Rescapée de la Shoah, la sénatrice à vie italienne Liliana Segre 89 ans fait aujourd’hui la une des journaux car mise sous protection policière après qu’elle a reçu une avalanche de menaces ces dernières semaines. Nous revenons sur son histoire extraordinaire.
Une enfance heureuse
Née à Milan le 10 septembre 1930, Liliana Segre est la fille Alberto Segre et Lucia Foligno cette dernière meurt alors que Liliana n’a même pas un an.
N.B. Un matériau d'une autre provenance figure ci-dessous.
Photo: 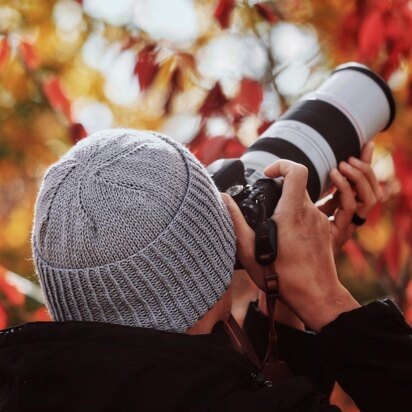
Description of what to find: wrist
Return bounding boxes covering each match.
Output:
[290,284,360,333]
[258,296,305,330]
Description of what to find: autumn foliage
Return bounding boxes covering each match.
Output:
[1,1,412,409]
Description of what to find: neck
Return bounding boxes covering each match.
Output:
[186,288,232,335]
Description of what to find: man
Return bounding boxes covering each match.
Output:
[0,129,411,411]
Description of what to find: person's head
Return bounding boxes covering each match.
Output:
[32,129,236,333]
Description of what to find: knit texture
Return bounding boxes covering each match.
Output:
[32,129,236,332]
Elle vit avec son père et ses grands-parents elle raconte d’avoir eu une vie heureuse jusqu’à ses huit ans lorsqu’elle est victime des lois raciales fascistes qui l’obligent à quitter l’école primaire en septembre 1938. Elle apprend alors qu’elle est juive et que ce n’est pas bien vu.
Le 7 décembre 1943, alors que l’Allemagne nazie contrôle le nord de l’Italie, Liliana, son père et deux de ses cousins fuient en Suisse. Ils se feront cependant arrêter le lendemain matin dans le canton du Tessin et seront renvoyés en Italie où ils seront ensuite arrêtés. Le 30 janvier 1944, elle est déportée avec son père en Allemagne, à partir de la Gare de Milan-Centrale au camp de concentration de Birkenau-Auschwitz son père y mourra en avril 1944. Ses grand-parents furent également arrêtés malgré qu’ils ne se soient pas enfuis, ils seront également déportés à Auschwitz et sont tués le jour de leur arrivée dans le camp.

75190 c’est le numéro qui lui sera tatoué sur l’avant-bras.
C’est en janvier 1945 que les choses commencent à bouger, après avoir évacué le camp de concentration d’Auschwitz pour échapper à l’avancée de l’Armée rouge, les Nazis transférèrent 56 000 prisonniers à pied à travers la Pologne vers le nord, parmi ses prisonniers il y avait Liliana Segre. Elle doit alors affronter une des marches de la mort pour arriver au camp de femmes de Ravensbrück puis à celui de Malchow, dans le nord de l’Allemagne, elle y reste jusqu’à sa libération le 1er mai 1945 cependant elle ne rejoindra Milan qu’en août 1945.
Du silence au sénat à vie
Il faudra attendre 45 ans avant d’avoir un premier témoignage de la part de Liliana Segre sur ses années passées à Auschwitz, c’est en effet à partir de 1990 que Liliana participe à des rencontres avec les élèves des écoles milanaises, témoignant de son expérience d’ancienne déportée et elle ne s’arrêtera plus, elle portera son témoignage partout avec comme objectif de diffuser des valeurs de tolérance, d’antiracisme (elle se battra surtout pour la communauté rom italienne souvent cible de l’extreme droite italienne).
Le 19 janvier 2018, le président de la République italienne Sergio Mattarella, la nomme sénatrice à vie conformément à l’article 59 de la Constitution italienne pour rendre hommage à son histoire mais surtout pour son travail contre le racisme durant toute ses années. Cette reconnaissance est cependant amère car de nombreuses menaces commencent à arriver peu après et une enquête est ouverte par le pôle antiterroriste, les militants d’extreme droite toujours fortement présent dans la politique italienne sont généralement à la base du discours haineux contre Liliana Segre. En 2019 Liliana Segre propose au Sénat la création d’une commission pour lutter contre les phénomènes de racisme, d’antisémitisme et d’incitation à la haine et à la violence sur des bases ethniques et religieuses, cette initiative est adoptée par 151 voix pour et 98 abstentions (les abstentions sont de la droite et de l’extrême droite).
Aujourd’hui Liliane Segre continue de témoigner sa vérité et travailler contre toute discrimination mais elle est encore sous protection policière due au grand nombre de menaces à son encontre.